Various governments in India, except for the Vajpayee administration, have fallen short of goals to privatise public sector undertakings and such moves have always been under the lens of government agencies. Will India’s Finance Minister bite the bullet and take a leaf from Dr Manmohan Singh’s 1991 book?
India’s Union budget for the financial year 2021-22, which runs from April 1 to March 31, to be presented on February 1 by Finance Minister Nirmala Sitharaman, is expected to go big on the divestment of stake in public sector undertakings (PSUs), a label for government-owned enterprises. It’s an exercise successive Indian governments, irrespective of the party, have been both wary of and ambitious about but largely failed in through the years.
It’s important to understand why proceeds from dilution of government’s stake in various PSUs over the last two decades or so have been short of targets before we discuss why this year’s budget could be the big bang on divestments. The genesis of this is in the country’s divisive politics.India, where social divides of several hues still run deep and disguised unemployment is rampant, PSUs have long been seen as an equal-opportunity job provider. The ‘Temples of Modern India’ set up large steel and power plants in backward areas and provided employment to millions of people, in a bid to alleviate poverty and deliver social justice.
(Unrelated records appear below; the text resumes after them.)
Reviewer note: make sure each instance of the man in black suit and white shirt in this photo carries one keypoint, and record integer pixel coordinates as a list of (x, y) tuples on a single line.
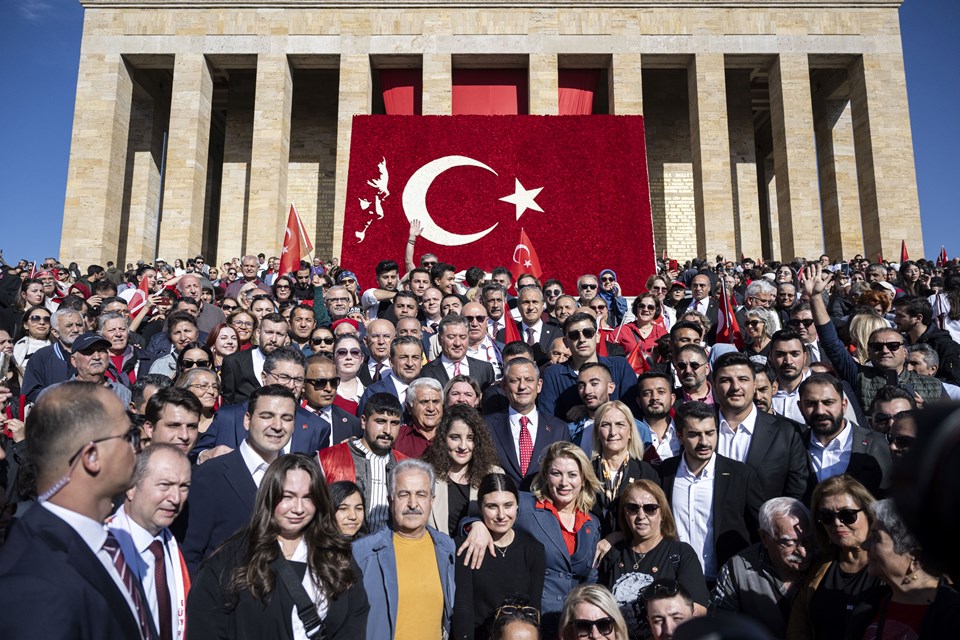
[(453, 360), (521, 425), (710, 495), (60, 571), (241, 371)]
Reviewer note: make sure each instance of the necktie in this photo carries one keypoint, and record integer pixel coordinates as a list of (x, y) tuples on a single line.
[(526, 445), (112, 547), (163, 590)]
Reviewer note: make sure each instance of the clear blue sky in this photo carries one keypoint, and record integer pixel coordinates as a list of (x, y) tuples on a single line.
[(40, 47)]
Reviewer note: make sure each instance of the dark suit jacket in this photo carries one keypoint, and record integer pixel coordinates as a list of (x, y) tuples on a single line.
[(310, 432), (735, 502), (870, 461), (237, 377), (221, 501), (549, 430), (480, 371), (56, 587)]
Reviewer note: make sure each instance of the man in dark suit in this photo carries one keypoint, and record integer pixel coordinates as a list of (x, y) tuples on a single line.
[(240, 374), (223, 489), (835, 444), (771, 445), (284, 366), (453, 360), (60, 570), (319, 392), (522, 425), (703, 487)]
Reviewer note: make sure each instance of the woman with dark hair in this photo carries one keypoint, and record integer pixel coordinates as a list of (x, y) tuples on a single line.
[(517, 568), (461, 453), (348, 508), (246, 590)]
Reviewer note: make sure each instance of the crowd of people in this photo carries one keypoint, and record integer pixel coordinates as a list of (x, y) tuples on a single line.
[(200, 451)]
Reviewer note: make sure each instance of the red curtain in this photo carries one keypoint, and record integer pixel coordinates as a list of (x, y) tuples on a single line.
[(577, 87), (402, 91), (490, 92)]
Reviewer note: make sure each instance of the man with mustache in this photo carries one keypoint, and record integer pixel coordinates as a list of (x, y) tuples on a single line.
[(408, 562), (368, 459), (762, 581), (837, 445)]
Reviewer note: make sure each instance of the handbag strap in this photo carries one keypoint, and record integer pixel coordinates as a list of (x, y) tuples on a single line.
[(306, 609)]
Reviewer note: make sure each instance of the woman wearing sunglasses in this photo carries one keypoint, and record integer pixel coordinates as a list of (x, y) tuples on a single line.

Those companies also came at a time, mostly in the 1960s and 70s, when private capital formation was minimal. Scientific and technical know-how lay with the Western nations and India was dependent on them. All of it was also in line with the socialistic vision and philosophy of India’s first Prime Minister, the late Jawahar Lal Nehru, and subsequently his daughter, the late PM Indira Gandhi. Private businessmen were frowned upon those days, which, unfortunately, became the DNA of successive governments.
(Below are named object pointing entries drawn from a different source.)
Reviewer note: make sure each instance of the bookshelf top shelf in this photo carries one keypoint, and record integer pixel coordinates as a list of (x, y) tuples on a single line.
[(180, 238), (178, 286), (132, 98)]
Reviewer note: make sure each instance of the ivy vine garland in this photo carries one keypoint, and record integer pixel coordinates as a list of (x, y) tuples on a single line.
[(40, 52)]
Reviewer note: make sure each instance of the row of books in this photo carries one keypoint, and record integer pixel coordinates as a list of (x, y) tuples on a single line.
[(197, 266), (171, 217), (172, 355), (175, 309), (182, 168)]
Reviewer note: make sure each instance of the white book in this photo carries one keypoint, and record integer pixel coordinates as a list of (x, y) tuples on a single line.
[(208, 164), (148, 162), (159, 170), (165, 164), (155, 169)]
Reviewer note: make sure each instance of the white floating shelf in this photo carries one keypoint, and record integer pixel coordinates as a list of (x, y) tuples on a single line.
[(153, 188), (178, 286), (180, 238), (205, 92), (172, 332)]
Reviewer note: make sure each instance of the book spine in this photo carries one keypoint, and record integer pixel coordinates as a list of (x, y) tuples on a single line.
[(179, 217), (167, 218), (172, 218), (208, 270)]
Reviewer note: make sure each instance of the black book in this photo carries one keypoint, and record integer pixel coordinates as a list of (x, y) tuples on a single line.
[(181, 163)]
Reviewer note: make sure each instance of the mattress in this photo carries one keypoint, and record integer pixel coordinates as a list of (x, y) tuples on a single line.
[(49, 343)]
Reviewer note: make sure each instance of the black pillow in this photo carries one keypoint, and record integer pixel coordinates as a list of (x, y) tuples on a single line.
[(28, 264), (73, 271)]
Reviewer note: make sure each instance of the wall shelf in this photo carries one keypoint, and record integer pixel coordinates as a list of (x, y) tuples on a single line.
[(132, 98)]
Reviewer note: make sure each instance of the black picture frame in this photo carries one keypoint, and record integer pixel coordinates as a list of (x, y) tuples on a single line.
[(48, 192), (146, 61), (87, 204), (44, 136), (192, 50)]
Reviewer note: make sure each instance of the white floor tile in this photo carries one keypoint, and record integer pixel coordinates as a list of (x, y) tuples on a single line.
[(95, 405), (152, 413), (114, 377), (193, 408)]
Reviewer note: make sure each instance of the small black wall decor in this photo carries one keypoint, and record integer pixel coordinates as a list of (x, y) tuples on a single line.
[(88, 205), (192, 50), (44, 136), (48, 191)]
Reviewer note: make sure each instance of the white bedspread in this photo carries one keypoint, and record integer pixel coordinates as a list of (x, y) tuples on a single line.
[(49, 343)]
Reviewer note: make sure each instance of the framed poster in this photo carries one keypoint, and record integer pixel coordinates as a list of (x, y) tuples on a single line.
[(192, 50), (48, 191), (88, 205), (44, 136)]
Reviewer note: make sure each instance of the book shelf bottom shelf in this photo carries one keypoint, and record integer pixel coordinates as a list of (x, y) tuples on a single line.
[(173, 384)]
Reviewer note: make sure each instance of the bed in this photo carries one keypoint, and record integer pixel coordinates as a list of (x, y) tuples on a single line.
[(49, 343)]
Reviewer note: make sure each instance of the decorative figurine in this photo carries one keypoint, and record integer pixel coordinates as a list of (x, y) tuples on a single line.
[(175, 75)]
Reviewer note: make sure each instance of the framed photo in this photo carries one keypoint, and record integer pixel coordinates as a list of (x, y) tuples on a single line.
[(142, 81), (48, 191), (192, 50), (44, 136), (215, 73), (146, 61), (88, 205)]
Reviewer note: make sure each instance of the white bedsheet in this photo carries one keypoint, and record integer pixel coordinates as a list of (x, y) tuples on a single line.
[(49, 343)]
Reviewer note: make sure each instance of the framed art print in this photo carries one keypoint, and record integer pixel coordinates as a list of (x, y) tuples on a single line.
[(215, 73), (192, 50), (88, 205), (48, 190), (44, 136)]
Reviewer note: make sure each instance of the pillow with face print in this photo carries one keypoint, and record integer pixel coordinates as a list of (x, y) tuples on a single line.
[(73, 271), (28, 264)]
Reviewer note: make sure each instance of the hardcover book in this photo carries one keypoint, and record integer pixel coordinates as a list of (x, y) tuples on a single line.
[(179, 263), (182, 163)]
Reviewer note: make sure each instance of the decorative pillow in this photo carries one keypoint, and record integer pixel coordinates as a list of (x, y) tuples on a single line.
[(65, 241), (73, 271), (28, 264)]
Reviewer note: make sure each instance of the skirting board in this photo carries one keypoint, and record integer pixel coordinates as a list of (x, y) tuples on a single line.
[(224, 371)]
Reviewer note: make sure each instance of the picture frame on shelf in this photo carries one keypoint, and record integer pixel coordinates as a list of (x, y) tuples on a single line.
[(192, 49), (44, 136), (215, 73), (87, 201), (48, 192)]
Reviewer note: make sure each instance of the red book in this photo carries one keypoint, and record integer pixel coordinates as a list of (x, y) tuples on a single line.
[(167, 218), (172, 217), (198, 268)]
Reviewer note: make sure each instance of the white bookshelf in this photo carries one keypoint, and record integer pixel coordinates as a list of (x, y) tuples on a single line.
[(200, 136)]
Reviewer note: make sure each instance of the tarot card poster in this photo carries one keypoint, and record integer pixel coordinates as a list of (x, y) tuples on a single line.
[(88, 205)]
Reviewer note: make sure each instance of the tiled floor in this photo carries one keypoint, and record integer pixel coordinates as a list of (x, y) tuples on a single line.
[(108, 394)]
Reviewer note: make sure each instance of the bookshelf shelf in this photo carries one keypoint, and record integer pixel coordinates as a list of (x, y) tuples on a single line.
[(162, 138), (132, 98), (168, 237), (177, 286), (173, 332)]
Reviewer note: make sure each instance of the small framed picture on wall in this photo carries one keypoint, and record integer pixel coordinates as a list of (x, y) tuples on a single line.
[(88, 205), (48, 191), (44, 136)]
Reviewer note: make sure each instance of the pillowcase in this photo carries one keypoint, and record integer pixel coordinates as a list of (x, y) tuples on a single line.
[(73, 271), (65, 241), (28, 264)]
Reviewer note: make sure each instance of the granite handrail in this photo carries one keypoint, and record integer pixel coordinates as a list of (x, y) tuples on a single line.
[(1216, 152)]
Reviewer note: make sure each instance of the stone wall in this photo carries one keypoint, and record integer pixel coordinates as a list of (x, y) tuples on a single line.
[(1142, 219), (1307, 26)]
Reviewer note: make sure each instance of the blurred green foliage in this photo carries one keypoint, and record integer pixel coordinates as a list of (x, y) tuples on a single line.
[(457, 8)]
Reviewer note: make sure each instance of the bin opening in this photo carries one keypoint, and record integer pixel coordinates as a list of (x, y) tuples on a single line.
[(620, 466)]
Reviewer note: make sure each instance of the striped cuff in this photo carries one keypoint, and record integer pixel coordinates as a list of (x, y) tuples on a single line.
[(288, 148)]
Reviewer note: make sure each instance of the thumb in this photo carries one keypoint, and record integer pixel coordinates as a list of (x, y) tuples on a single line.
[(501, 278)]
As the country began to unshackle its economy with the 1991 reforms, expectations were that its PSUs, many of which by then had come to be dens of militant unions and lethargic bureaucracy, would be got rid of. But governments, sensitive to social backlash and afraid of being seen as pro-capital and crony capitalism, went slow. A private enterprise isn’t bound by PSUs’ norms, where the latter has to defer to affirmative action and other corporate social responsibilities (CSR).Barring the Atal Bihari Vajpayee dispensation (1999-2004), which managed to privatise a few government-owned companies — namely Videsh Sanchar Nigam Limited (now known as Tata Communications Limited), Bharat Aluminium Company Limited (Balco), Indian Petrochemicals Corporation Limited (IPCL), Hindustan Zinc Ltd, CMC Ltd, Jessop & Co Ltd — all other governments, including the current Narendra Modi administration, have so far chosen the politically sound route of divestment to reduce their stake in the companies and raise resources.
There are many reasons behind it. One, it allows the government to reduce its stake to fund the fiscal deficit while ensuring it retains more than 51 per cent stake in the company. This way, it raises resources while retaining control over the enterprise. Secondly, the government’s stake, to the extent it is sold, goes into the hands of various financial institutions as well as the general public without inviting any allegation of selling the family silver to a capitalist.
Parliamentary elections in India take place once every five years while a state or a union territory (UT) goes to polls every now and then.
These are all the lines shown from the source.